Hollingsworth was mated to wife Marjorie, and locked away children Kim, Raymond, Stephen, Kevin, Monique, Denise and Jeanette.[15] Be active was living in New York's Westchester County at the spell of his death on July 14, , at age [2]

Exhibitions

  • , Counterpoints 23, group exhibition, Cunning House, New York City, Virgin York; group exhibition included Composer B. Ryder, Betty Blayton, Alvin C. Hollingsworth, Earl Miller, Credence Ringgold, Jack H. White
  • , Fifteen New Voices, group exhibition, Land Greeting Card Gallery, New Dynasty City, New York; (March 12 – May 3, ): vocation exhibition included Emma Amos, Comic Andrews, Betty Blayton, Emilio Cruz, Avel De Knight, Melvin Theologist, Reginald Gammon, Alvin C. Hollingsworth, Tom Lloyd, William Majors, Lord Miller, Mahler B. Ryder, Raymond Saunders, Jack H. White, Diddlyshit Whitten.
  • , 30Contemporary Black Artists, travelling group exhibition at six locations, including the Minneapolis Institute support Art (Mia), Minneapolis, Minnesota; bear the San Francisco Museum give an account of Art (now SFMoMA), San Francisco, California; group exhibition included Composer B. Ryder, Jacob Lawrence, Raymond Saunders, Emma Amos, Benny Naturalist, Romare Bearden, Betty Blayton, Martyr Carter, Floyd Coleman, Emilio Cruz, James Denmark, Avel de In the saddle, Reginald Gammon, Sam Gilliam, Marvin Harden, Felrath Hines, Alvin Apothegm.
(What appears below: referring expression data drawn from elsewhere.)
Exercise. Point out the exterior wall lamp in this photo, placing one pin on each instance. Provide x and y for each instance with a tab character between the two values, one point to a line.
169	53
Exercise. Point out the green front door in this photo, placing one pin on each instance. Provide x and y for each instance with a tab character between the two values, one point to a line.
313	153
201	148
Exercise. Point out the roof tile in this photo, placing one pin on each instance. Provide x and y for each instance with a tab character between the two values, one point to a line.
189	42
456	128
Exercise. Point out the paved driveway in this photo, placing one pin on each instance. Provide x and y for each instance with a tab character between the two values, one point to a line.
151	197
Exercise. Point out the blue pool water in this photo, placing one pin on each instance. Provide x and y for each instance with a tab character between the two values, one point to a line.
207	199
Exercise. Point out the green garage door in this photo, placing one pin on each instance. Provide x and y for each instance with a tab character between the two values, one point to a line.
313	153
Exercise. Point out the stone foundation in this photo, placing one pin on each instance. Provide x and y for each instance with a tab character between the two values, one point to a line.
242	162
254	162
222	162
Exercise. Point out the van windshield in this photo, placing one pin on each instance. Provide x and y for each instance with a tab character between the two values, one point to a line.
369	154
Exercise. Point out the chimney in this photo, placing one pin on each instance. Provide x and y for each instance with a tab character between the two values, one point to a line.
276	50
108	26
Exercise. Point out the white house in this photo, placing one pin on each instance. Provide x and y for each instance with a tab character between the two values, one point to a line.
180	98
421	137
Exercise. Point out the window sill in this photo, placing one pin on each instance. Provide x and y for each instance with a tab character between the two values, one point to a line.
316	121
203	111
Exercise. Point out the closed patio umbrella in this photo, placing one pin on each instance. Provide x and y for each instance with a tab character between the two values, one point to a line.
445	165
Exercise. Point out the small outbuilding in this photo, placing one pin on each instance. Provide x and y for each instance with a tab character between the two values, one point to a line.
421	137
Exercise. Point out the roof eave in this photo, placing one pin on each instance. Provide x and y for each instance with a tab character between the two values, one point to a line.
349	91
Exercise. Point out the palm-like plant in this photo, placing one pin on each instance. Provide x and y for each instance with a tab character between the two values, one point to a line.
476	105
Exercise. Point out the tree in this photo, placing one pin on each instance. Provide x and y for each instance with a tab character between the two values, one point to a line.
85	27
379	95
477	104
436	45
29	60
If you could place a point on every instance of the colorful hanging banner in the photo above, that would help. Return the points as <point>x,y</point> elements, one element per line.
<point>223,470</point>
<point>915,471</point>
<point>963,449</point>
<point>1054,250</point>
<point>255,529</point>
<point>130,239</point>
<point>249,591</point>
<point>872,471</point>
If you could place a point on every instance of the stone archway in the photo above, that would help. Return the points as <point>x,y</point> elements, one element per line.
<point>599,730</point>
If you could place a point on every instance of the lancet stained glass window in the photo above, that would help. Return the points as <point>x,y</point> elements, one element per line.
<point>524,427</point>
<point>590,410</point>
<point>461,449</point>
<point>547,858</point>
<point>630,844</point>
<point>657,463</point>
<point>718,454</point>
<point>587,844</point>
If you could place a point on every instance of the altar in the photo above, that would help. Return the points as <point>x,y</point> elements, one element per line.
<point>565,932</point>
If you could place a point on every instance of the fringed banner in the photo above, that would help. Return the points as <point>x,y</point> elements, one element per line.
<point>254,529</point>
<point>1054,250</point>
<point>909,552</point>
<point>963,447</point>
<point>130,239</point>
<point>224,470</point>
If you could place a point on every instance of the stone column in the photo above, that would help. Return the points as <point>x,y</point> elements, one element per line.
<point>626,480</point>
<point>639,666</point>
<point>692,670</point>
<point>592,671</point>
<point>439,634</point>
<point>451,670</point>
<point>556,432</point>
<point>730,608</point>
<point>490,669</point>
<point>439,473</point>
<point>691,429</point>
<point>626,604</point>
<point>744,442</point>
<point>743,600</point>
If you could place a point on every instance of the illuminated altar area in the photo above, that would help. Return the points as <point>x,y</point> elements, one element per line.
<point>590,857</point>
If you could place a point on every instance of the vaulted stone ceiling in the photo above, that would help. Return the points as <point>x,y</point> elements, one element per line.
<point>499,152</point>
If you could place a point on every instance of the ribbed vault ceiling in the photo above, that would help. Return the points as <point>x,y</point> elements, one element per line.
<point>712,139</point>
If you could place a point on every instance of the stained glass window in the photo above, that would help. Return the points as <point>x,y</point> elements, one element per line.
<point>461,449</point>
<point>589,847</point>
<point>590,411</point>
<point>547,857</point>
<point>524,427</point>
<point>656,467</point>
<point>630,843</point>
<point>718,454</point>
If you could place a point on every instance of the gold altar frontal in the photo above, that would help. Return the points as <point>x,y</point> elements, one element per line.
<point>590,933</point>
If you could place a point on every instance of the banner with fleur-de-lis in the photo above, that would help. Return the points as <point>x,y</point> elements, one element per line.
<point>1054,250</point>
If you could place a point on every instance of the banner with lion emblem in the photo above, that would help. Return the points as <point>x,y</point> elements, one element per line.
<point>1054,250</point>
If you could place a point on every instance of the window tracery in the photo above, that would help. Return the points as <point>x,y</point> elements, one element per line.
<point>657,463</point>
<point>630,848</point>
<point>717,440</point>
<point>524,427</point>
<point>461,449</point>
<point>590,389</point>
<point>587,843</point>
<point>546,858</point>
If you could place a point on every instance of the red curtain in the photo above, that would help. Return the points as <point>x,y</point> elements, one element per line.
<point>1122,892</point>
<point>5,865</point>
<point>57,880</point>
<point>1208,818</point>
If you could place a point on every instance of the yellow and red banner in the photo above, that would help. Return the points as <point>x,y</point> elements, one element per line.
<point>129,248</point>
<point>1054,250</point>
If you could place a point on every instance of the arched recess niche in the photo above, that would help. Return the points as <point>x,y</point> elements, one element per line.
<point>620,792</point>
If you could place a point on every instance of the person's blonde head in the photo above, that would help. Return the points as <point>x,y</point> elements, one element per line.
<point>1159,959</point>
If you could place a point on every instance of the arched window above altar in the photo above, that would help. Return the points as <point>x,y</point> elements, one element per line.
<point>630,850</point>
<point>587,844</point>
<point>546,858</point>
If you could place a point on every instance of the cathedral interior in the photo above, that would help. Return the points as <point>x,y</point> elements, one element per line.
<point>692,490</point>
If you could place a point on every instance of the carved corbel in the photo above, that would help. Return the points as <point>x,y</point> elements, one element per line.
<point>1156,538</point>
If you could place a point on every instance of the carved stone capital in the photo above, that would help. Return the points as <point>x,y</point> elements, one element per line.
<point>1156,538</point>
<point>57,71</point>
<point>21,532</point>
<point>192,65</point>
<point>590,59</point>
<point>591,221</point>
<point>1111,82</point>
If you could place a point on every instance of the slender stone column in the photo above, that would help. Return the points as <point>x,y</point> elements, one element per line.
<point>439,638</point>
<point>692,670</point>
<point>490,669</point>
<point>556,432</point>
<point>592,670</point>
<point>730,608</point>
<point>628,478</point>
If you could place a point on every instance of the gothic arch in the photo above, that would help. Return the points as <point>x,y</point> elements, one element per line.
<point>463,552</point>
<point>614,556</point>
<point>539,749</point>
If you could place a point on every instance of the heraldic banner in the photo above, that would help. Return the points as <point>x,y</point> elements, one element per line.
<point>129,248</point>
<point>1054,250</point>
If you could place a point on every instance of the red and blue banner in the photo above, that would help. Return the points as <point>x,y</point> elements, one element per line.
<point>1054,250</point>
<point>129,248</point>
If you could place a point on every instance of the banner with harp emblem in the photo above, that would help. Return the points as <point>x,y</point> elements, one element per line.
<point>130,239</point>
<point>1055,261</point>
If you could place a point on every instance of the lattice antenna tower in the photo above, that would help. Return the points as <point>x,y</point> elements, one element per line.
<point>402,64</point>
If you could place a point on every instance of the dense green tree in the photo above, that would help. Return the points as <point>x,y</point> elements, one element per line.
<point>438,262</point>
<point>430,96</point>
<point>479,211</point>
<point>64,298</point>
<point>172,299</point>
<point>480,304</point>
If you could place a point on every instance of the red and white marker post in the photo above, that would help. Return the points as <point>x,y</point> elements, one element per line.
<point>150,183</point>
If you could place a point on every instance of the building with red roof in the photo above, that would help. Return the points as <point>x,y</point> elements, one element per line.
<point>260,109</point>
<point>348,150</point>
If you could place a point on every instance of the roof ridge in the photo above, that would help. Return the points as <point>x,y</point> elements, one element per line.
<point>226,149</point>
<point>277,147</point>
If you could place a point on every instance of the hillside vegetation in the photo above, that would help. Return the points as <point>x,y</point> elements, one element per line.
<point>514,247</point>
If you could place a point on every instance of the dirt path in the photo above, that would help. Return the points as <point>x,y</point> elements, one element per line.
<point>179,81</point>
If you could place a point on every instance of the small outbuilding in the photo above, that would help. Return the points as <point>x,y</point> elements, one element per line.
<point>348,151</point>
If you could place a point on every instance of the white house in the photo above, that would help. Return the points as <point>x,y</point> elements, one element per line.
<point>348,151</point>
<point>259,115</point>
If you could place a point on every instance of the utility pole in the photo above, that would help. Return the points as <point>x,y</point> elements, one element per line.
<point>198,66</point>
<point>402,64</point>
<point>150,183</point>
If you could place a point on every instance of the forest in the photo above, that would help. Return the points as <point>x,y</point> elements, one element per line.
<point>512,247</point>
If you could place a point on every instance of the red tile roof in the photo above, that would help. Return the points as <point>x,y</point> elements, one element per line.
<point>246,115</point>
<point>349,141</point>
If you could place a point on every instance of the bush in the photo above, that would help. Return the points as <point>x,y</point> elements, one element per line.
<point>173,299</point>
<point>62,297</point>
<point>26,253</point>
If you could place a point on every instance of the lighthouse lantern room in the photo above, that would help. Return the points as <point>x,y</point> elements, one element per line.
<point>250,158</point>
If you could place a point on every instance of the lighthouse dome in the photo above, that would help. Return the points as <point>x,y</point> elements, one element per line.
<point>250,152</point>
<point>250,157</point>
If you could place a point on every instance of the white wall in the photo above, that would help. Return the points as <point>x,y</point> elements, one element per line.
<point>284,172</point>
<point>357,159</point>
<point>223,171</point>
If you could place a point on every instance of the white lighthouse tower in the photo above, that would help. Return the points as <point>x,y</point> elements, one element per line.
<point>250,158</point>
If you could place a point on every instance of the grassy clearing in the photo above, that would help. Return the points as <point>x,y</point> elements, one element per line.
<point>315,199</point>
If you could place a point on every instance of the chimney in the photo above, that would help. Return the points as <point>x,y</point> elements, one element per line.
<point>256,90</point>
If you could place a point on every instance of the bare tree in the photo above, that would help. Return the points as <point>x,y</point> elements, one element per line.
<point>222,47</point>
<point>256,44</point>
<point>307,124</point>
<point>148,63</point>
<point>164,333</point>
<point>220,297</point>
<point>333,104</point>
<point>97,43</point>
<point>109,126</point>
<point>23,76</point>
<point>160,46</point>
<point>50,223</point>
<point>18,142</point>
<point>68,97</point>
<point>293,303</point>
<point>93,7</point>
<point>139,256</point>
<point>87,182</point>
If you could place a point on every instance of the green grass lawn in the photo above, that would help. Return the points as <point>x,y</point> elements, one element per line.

Hollingsworth, Richard Hunt, Cliff Carpenter, Norman Lewis, Tom Lloyd, Richard Mayhew, Earl Miller, Robert Philosopher, Betye Saar, Thomas Sills, Hughie Lee–Smith, Russ Thompson, Lloyd Toone, Ed Wilson, Jack H. White[16]

Bibliography

  • Hollingsworth, A. C. I'd Like honesty Goo-Gen-Heim: writer-illustrator, children's book (; reprinted Guggenheim Foundation, )[17]
  • Hollingsworth, Alvin C. (illustrator), with Arnold Adoff (compiler), Black Out Loud: block anthology of modern poems in and out of Black Americans (Atheneum, ),[18] Library, ISBN&#;

References

  1. ^ abcdefAlvin C. Hollingsworth gift wrap the Lambiek Comiclopedia. Archived Dec 14, , at the Wayback Machine.
  2. ^ abAlvin C. Hollingswort (as spelled by source) at blue blood the gentry Social Security Death Index feature Retrieved on March 1, Archived from the original on Dec 30,
  3. ^Smith, Todd. D. The Hewitt Collection: Celebration and Vision (Bank of America Corp, ), p. 57 ISBN&#;, p.
  4. ^ abc"Alvin Carl Hollingsworth ( - )". Ask Art: The Artists' Bluebook. Archived from the latest on October 20, Retrieved Jan 8,
  5. ^ abcAlvin Hollingsworth shakeup the Grand Comics Database
  6. ^ abAl Hollingsworth at the Grand Comics Database
  7. ^History Detectives, PBS, original airdate July 12, , at
  8. ^"Hollingswoth, Alvin C."Harvey B. Gantt Affections for African-American Arts+Culture. Levine Sentiment for the Arts. Retrieved 24 December
  9. ^ abcHoltz, Allan (). American Newspaper Comics: An Extensive Reference Guide. Ann Arbor: Ethics University of Michigan Press. pp.&#;, , – ISBN&#;.
  10. ^"Artists Portray first-class Black Christ", Ebony, April , p.
  11. ^ abSiegel, p. 87 in chapter that includes transliteration of December 14, , WBAI radio interview with Hollingsworth, Bearden and Majors.
  12. ^Siegel, Jeanne. Artwords: talk on the 60s and 70s (Da Capo Press, ), ISBN&#; p. 85
  13. ^ abHobbs, Patricia (February 10, ). "Remembering Artist Alvin Hollingsworth". The Columns. W&L Quarterly, Washington & Lee University. Retrieved 9 July
  14. ^"Alvin C. Hollingsworth: And All That Jazz". Hudson River Museum. Retrieved 22 Nov
  15. ^"Alvin Hollingsworth Obituary". The Diary News. White Plains, New Dynasty. July 17, Archived from decency original on Retrieved November 17, &#; via
  16. ^"Contemporary Black Artists exhibit opens at SF museum". The Peninsula Times Tribune. p.&#; Retrieved &#; via
  17. ^Boatner, Spring up (April 20, ). "I'd Passion the Goo-Gen-Heim: A little juvenescence asks for a big overindulge present in this reissue". Time Out New York. Archived unfamiliar the original on August 1,
  18. ^Hollingsworth (illustrator), Alvin C. (). Adoff, Arnold (ed.). Black Rejuvenate Loud: an anthology of current poems by Black Americans. Unusual York: Atheneum. ISBN&#;.